Posted: 20 November 2018 | | No comments yet

“Businesses need time to be able to implement and test any proposed Brexit agreement,” says Dairy UK chairman.

 

Therese May’s draft Brexit agreement has provoked strong reactions from key players within the UK food industry. Speaking during the EDA Annual Convention taking place in Dublin last week, Paul Vernon, Dairy UK Chairman and CEO of Glanbia Cheese commented: “Businesses need time to be able to implement and test any proposed Brexit agreement. Deviation from how we operate today will cost businesses money, so the more time and clarity we have the more successful we can make any Brexit outcome. From the outset of the Brexit negotiations Dairy UK has called for clarity and we continue to do so today.”

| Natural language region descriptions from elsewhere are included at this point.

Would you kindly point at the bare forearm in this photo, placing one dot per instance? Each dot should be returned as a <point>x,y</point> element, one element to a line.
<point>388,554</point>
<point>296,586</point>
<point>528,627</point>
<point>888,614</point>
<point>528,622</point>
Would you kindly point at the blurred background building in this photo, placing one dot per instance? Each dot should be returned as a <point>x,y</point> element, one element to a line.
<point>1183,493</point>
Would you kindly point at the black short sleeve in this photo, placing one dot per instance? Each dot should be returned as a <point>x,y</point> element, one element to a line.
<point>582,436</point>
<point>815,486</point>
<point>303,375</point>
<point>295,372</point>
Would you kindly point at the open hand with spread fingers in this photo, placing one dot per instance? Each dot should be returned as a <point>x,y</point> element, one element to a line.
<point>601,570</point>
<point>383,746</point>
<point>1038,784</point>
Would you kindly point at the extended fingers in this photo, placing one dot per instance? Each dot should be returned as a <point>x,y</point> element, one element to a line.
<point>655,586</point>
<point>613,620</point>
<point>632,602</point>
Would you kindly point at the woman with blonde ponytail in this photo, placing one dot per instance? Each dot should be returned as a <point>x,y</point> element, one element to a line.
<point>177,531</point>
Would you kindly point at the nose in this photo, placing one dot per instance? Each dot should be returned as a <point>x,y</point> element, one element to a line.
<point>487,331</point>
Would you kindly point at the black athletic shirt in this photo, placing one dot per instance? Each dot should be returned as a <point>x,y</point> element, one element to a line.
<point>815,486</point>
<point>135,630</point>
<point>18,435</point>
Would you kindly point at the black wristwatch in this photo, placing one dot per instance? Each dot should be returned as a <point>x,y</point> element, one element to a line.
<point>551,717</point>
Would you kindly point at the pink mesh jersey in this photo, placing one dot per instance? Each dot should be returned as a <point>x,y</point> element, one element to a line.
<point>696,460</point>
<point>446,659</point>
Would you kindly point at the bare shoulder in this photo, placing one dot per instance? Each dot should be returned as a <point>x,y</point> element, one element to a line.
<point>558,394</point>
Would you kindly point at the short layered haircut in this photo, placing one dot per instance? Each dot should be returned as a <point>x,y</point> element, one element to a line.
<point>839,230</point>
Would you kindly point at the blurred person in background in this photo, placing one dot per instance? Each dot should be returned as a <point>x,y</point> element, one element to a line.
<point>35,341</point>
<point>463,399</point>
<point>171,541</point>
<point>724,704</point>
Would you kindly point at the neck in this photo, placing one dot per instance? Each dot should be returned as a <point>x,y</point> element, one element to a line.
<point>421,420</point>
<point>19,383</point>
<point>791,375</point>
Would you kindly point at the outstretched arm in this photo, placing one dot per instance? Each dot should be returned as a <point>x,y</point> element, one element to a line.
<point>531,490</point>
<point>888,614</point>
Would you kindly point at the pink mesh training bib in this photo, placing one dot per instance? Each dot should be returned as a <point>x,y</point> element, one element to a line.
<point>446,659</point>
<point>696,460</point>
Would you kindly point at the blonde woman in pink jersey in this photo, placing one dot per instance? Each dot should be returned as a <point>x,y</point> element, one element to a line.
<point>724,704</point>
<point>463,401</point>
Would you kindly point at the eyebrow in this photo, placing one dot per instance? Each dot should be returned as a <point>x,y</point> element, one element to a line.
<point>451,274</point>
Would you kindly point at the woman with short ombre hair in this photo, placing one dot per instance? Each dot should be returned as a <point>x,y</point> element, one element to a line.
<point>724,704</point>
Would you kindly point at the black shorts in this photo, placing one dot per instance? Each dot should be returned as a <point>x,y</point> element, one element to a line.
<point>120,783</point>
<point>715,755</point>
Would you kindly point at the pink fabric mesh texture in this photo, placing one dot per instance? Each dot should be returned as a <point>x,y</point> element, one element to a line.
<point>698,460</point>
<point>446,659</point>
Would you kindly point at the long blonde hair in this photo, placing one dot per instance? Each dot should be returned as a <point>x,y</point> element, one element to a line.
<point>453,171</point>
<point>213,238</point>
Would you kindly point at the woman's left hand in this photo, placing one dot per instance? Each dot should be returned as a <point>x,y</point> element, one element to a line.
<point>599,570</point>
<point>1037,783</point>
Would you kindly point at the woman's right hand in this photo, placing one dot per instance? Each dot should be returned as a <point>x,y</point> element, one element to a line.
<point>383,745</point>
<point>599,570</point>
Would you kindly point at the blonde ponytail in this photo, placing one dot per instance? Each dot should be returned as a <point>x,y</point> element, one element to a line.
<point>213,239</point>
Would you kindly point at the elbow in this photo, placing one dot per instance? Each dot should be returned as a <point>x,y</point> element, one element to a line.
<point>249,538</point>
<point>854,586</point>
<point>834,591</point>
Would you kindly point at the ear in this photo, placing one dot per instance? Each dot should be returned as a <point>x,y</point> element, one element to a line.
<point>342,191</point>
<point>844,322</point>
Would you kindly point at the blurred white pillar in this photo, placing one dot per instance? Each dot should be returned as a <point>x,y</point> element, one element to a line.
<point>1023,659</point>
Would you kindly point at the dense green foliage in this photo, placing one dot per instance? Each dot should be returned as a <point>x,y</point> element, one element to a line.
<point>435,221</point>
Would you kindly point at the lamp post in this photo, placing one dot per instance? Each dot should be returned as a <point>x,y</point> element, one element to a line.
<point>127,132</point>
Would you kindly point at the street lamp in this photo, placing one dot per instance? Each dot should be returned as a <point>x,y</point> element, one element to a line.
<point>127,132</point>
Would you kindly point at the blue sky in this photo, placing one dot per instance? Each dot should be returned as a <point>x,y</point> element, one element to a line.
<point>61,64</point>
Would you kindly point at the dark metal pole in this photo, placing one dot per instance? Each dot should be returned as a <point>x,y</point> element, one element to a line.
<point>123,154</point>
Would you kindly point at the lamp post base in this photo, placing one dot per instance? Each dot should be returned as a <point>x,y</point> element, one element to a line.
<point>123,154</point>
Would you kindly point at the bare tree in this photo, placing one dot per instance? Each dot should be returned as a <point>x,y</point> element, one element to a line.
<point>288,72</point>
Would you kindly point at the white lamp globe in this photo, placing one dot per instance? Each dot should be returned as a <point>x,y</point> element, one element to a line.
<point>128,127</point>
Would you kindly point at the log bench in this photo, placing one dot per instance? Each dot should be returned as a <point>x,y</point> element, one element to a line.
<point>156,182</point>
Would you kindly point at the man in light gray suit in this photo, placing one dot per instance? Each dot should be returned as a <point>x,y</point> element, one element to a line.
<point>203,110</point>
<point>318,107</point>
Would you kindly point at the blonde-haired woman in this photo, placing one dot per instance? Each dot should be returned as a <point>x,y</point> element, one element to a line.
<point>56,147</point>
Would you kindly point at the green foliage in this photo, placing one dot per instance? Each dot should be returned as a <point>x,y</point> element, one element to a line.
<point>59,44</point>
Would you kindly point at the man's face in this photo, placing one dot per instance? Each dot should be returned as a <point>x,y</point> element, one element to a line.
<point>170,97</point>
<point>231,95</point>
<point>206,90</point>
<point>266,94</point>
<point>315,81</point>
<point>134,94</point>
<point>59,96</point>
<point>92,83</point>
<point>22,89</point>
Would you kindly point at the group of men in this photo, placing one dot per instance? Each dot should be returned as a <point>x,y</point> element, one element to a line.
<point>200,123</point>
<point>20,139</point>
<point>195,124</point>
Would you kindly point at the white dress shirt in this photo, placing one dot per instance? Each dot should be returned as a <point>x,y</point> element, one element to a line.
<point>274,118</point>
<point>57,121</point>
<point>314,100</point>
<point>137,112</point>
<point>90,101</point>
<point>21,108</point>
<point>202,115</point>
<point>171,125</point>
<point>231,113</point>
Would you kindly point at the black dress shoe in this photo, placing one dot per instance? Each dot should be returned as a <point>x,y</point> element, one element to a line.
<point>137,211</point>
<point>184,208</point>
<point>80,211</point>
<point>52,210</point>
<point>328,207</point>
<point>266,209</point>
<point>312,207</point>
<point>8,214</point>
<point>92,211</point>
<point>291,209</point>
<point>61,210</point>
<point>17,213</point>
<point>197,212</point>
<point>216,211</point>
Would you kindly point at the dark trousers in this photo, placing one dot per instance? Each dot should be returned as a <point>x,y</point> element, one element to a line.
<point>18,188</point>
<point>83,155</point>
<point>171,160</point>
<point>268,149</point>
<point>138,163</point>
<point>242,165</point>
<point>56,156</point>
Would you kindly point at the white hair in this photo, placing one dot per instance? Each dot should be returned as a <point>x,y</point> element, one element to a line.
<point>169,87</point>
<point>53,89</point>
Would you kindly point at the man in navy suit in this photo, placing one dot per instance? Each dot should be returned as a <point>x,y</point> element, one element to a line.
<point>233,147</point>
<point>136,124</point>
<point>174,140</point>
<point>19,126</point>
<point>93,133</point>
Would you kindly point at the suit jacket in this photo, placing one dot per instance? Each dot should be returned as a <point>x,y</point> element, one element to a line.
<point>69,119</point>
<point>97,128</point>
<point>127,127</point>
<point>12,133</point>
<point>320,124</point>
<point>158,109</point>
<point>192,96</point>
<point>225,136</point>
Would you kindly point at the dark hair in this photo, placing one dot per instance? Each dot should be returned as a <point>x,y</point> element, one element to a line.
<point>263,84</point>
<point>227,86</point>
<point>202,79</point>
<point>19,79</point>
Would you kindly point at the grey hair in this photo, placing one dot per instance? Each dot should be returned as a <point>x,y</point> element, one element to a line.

Meanwhile, Food & Drink Federation (FDF) Chief Executive, Ian Wright, said: “We would welcome any clarity relating to a potential agreement with the EU. While this is a step in the right direction, uncertainty remains. Food and drink manufacturers will have to continue planning for a variety of scenarios until our politicians have cast their judgement on the suitability of this deal. This will result in businesses incurring significant costs and devoting additional time and effort to such endeavours. Until the withdrawal agreement implementation bill receives Royal Assent, the spectre of a ‘no-deal’ Brexit looms large over our industry.”

Back in October, the FDF business confidence survey revealed that over a third (38 per cent) of food and drink manufacturers surveyed had repeated an increase in costs as a result of stockpiling ahead of a possible ‘no-deal’ Brexit. This week, The Guardian reported that the UK is running out of warehousing space, as retailers and manufacturers rush to stockpile amid growing fears of a no-deal Brexit. Ian Wright told the newspaper, “All the arithmetic seems to suggest that it will be impossible for the prime minister to get her deal through, so retailers and food manufacturers are continuing with contingency plans.”